Indonesia kembali kehilangan salah satu putra terbaiknya. Seniman tari Martinus Miroto meninggal dunia pada 31 Desember 2021 karena sakit. Penari kelahiran Yogyakarta 23 Februari 1959 ini adalah nama penting dalam jagat tari tradisi gaya Yogyakarta, juga dunia tari kontemporer saat ini. Berbagai karya tarinya menjadi monumen artistik yang kaya nilai dan makna yang penting untuk diapresiasi dan dikaji. Tidak hanya bagi dunia tari, tapi juga dunia seni terkini yang makin kaya ragam ekspresi yang dihasilkannya. Hal ini karena karya-karyanya reflektif dengan selalu berbasis pada semangat menggali dan mengaktualisasi nilai hidup tradisi yang digelutinya, juga sangat kontekstual karena mampu merespon fenomena dan kondisi faktual dunia terkini.
Kemampuan teknik dan artistik tersebut buah dari proses kreatif yang panjang. Miroto mulai menekuni dunia tari sejak umur 9 tahun dengan belajar di Kridha Beksa Wirama. Selain belajar tari klasik gaya Yogyakarta, ia juga belajar tari dari seniman kontemporer Bagong Kussudiardjo. Darah seni yang diwarisi dari orangtuanya, penggender Setio Martono dan Marwiyah, menuntunnya makin mendalami seni tari di Sekolah Menengah Karawitan Indonesia (SMKI) tahun 1976-1980, kemudian Institut Kesenian Jakarta (IKJ) tahun 1980-1981 dan Institut Seni Indonesia (ISI) Yogyakarta tahun 1981-1986.

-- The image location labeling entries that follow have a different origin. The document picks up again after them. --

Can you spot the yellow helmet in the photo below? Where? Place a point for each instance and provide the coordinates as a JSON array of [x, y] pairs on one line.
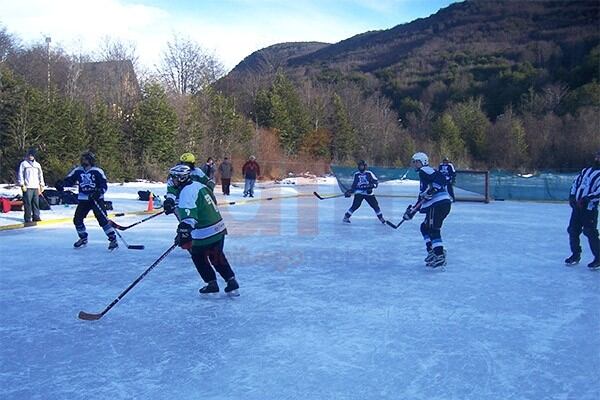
[[187, 157]]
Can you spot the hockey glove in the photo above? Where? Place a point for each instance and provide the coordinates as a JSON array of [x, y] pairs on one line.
[[169, 206], [572, 201], [95, 195], [408, 214], [184, 236], [584, 202]]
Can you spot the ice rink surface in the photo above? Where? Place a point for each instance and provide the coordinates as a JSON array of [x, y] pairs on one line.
[[327, 311]]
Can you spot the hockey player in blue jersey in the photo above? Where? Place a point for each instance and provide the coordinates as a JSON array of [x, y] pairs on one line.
[[435, 204], [584, 198], [362, 187], [447, 169], [92, 186]]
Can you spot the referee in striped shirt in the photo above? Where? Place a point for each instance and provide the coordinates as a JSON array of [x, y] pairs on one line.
[[584, 199]]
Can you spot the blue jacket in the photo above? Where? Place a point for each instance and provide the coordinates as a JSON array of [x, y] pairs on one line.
[[433, 181], [88, 181], [364, 183], [448, 171]]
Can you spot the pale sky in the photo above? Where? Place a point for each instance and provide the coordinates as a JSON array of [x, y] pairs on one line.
[[232, 29]]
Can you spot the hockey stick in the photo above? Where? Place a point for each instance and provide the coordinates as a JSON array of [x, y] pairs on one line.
[[129, 246], [327, 196], [414, 208], [124, 228], [93, 317]]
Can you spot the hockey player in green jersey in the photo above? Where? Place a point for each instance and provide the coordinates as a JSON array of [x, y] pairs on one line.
[[196, 174], [202, 229]]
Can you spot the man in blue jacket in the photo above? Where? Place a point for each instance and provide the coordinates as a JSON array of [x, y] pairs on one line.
[[362, 187], [92, 186], [435, 204]]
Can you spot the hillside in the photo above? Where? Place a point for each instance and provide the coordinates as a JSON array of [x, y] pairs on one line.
[[478, 47]]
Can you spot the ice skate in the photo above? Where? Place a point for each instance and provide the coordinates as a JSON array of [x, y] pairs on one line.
[[430, 256], [82, 242], [112, 244], [439, 260], [573, 259], [232, 287], [209, 289]]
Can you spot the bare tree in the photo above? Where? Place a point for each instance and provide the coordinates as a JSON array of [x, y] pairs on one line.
[[8, 44], [112, 49], [187, 68]]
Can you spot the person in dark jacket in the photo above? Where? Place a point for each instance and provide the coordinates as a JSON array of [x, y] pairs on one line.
[[209, 169], [226, 172], [251, 171], [583, 199]]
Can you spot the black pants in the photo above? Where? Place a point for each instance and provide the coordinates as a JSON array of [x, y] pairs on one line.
[[450, 189], [431, 228], [225, 183], [82, 210], [585, 221], [358, 199], [31, 203], [213, 254]]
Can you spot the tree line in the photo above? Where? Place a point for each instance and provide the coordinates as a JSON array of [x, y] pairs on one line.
[[175, 110]]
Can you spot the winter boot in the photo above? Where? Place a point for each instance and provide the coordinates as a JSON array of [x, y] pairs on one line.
[[594, 265], [573, 259], [112, 242], [82, 242], [232, 287], [211, 287]]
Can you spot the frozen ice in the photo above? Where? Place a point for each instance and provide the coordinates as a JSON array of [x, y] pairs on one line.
[[327, 310]]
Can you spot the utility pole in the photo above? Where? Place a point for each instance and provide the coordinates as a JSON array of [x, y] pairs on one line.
[[48, 40]]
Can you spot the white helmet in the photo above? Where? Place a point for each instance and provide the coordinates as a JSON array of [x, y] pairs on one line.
[[421, 157]]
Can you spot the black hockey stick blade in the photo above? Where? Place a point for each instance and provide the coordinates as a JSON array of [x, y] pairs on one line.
[[89, 317], [391, 224], [320, 197]]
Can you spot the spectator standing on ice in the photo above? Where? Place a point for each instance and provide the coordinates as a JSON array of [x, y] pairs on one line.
[[209, 169], [226, 172], [202, 230], [31, 180], [583, 199], [251, 171], [92, 186], [362, 188], [435, 204], [447, 169]]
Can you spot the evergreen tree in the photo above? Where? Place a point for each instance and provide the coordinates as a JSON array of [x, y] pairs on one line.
[[154, 125], [106, 140], [343, 134]]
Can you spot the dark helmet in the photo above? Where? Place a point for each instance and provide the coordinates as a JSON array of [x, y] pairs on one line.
[[90, 157]]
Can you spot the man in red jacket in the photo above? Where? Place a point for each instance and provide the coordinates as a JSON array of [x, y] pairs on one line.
[[251, 171]]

Kemampuannya sebagai seniman tari semakin terasah dengan mendapat kesempatan belajar pada institusi edukasi tari terkemuka di dunia seperti Folkswang Dance Academy, Jerman (1987), Wuppertal Dance Theater, Jerman, American Dance Festival North Carolina, Amerika Serikat dan Department of Dance University, di California Los Angeles, Amerika Serikat. Studi mendalamnya mengenai tari mengantarkannya memperoleh gelar Master of Fine Arts di bidang seni tari dari University of California Los Angeles (UCLA) tahun 1995.
Karya Tari
D iantara beberapa karya tarinya, dua diantaranya adalah Kidung Kunthi dan Penumbra. Dengan pengolahan kekayaan tradisi Jawa yang pekat, Kidung Kunthi menggelisahkan persoalan abadi kemanusiaan mengenai hubungan lelaki dan perempuan. Melalui tokoh universal sang ibu Kunthi dari wiracarita Mahabharata – Bharatayudha, Miroto mempertanyakan ulang pemaknaan identitas gender yang terjadi dalam diri dan kebudayaannya (Jawa), juga kegelisahannya pada eksploitasi tubuh dan kesadaran tentang perempuan yang terjadi dalam berbagai aspek kehidupan, baik ekonomi, sosial, politik, budaya hingga agama. Kidung Kunthi menjadi nyanyian lirih kesedihan artistik seorang Miroto.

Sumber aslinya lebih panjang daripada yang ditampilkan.